So I did a ton of googling around but can't really find an answer to my problem. I tried to make a function to hash bigger files, and I made two different functions, yet both seem to produce the same output for any file I hash, to be precise:
e3b0c44298fc1c149afbf4c8996fb92427ae41e4649b934ca495991b7852b855
which I know is the SHA256 hash of an empty bite string.

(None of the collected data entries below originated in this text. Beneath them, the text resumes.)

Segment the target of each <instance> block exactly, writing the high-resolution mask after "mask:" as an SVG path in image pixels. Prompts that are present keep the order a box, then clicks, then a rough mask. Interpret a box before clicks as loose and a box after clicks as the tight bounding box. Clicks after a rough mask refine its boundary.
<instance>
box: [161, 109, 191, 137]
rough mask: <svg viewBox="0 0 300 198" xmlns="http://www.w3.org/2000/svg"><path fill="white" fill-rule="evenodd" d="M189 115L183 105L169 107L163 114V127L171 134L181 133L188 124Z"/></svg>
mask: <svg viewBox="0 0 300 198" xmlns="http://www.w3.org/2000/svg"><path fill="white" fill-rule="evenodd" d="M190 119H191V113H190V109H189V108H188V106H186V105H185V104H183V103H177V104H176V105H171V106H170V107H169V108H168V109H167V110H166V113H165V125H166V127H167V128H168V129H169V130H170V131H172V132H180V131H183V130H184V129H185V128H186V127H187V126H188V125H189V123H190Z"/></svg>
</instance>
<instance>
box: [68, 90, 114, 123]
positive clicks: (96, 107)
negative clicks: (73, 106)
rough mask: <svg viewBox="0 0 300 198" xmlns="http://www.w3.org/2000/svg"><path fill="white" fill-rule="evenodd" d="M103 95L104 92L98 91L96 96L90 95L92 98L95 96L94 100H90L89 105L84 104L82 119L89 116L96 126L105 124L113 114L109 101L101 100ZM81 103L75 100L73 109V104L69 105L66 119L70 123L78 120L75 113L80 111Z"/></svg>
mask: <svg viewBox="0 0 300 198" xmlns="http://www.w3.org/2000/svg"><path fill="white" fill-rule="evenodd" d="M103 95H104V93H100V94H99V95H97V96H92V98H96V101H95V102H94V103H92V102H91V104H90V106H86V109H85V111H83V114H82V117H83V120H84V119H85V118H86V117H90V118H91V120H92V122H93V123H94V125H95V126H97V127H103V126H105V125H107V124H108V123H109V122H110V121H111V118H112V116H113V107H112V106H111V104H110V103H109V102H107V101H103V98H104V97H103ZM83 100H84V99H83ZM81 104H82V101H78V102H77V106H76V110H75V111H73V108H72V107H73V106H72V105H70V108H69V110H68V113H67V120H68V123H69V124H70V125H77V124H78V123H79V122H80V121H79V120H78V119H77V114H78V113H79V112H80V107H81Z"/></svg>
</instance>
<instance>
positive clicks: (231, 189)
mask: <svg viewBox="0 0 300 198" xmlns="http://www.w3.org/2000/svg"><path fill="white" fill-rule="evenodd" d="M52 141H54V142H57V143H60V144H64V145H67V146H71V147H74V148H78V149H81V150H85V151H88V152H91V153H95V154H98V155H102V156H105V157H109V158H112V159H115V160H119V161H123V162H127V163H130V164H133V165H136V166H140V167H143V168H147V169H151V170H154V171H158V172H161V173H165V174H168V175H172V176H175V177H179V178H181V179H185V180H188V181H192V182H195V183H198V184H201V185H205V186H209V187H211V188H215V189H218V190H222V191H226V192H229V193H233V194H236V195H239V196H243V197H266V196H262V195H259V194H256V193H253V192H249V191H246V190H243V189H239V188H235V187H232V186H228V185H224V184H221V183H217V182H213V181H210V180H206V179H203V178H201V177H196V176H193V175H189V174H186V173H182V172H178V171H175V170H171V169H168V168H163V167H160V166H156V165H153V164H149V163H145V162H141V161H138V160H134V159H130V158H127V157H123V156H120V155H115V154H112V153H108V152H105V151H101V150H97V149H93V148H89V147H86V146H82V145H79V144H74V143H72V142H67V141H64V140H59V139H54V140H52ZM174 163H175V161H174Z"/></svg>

The two solutions I tried to use were:
from hashlib import sha256 as hashfun
bs = 1048576 # I'll just use 1024kb chunks as an example
selectfile = "/PATH/TO/FILE"
with open(selectfile, 'rb') as f:
for chunk in iter(lambda: f.read(bs), b''):
hashfun().update(chunk)
print(hashfun().hexdigest())
and
from hashlib import sha256 as hashfun
bs = 1048576
selectfile = "/PATH/TO/FILE"
with open(selectfile, 'rb') as f:
while True:
data = f.read(bs)
if not data:
break
hashfun().update(data)
print(hashfun().hexdigest())
Neither of these seems to function. I know that the file is not the issue since a simple function without the block reading worked before:
from hashlib import sha256 as hashfun
selectfile = "/PATH/TO/FILE"
with open(selectfile, 'rb') as f:
rbytes = f.read()
readable_hash = hashfun(rbytes).hexdigest()
print(readable_hash)
Is there something super obvious that I am doing wrong here (probably lol)? Thanks in advance!
CodePudding user response:
The code is calling the hash constructor repeatedly instead of creating a single hash instance and updating it.
This should work:
from hashlib import sha256 as hashfun
bs = 1048576 # I'll just use 1024kb chunks as an example
selectfile = "/PATH/TO/FILE"
hash_ = hashfun()
with open(selectfile, 'rb') as f:
for chunk in iter(lambda: f.read(bs), b''):
hash_.update(chunk)
print(hash_.hexdigest())